Kuroi was standing in the middle of the street, the moonlight shining off her clear shining skin. 

Then I noticed something out of the corner of my eye, a truck speeding at high speed onto the road straight towards Kuroi, the driver of the truck was slumped over the steering wheel, his head down, asleep on the wheel. 

Kuroi doesn't notice it. 

"He–hey, lo–look out… look ou…" Shit I can't speak properly. Since becoming a shut-in I barely spoke out loud, the only time I talk is when I have to say 'thank you' to the workers at the convenience store. 

My weak vocal cords can't even shout. Pathetic. Kuroi still doesn't see the truck, she just looks at me confused at what I'm trying to say. 

I knew I had to save her, she was so nice to me before, if she got splattered to paste by the truck I'm sure I would have regretted it and I would end up like before again. 
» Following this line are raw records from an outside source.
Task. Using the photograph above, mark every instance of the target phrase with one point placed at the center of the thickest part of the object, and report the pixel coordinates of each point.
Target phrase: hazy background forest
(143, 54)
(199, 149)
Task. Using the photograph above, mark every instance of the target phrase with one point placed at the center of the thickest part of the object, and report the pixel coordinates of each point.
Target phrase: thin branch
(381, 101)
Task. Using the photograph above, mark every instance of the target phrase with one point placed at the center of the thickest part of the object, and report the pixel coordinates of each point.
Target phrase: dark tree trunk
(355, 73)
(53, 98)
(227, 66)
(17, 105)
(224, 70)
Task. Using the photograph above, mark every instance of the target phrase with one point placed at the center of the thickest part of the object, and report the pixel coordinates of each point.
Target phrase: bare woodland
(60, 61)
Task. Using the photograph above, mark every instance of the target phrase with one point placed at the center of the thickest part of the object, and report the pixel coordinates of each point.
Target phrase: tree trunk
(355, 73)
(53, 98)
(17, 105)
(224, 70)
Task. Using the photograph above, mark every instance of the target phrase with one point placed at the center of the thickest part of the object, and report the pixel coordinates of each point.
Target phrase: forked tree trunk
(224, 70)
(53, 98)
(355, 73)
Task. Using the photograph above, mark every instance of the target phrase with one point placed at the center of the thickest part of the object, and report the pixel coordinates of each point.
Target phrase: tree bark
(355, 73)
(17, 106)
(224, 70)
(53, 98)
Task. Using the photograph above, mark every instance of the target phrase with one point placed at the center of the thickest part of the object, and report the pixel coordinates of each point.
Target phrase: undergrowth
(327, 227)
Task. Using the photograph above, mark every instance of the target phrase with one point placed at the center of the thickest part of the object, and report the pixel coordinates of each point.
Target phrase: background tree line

Ah fuck it, I'll just push her out of the way. I tried to sprint at her as the truck approached us at a dangerously high speed. 

The likelihood of me pushing her out of the way and dying from the truck was nearly 100%. I mean that wouldn't be that bad, I don't even have a life worth living anymore.

I ran towards her, staggering from the pain of the bruises on my legs, I forced myself to run faster. 

The headlights shined brighter, and brighter as the truck approached. With all my might I pushed Kuroi out of the way, my hand reached around her chest area. Yeah, that felt good. No, not the right time to think about that.

I feel a hard object push against the side of my arm, I feel my arm crack at the impact. A white flash blossoms from in front of me, was this what dying feels like? 

Is this what it feels like when my life flashes before my eyes? 

She's safe right? Kuroi Shiina is not in the crash, right?

I wasn't dead just yet, I could still see, I felt the hard concrete floor under me, I couldn't move. 

Every bone in my body was probably shattered, I looked over, Kuroi was frozen in place. A bright light came closer and closer, the truck didn't stop. I felt something heavy above me, I was pinned onto the cold concrete floor, my lungs were crushed. 

Blood poured everywhere, I coughed—

I closed my eyes, dried without tears.

And then I was dead.

My bad Kuroi, you didn't have to see that.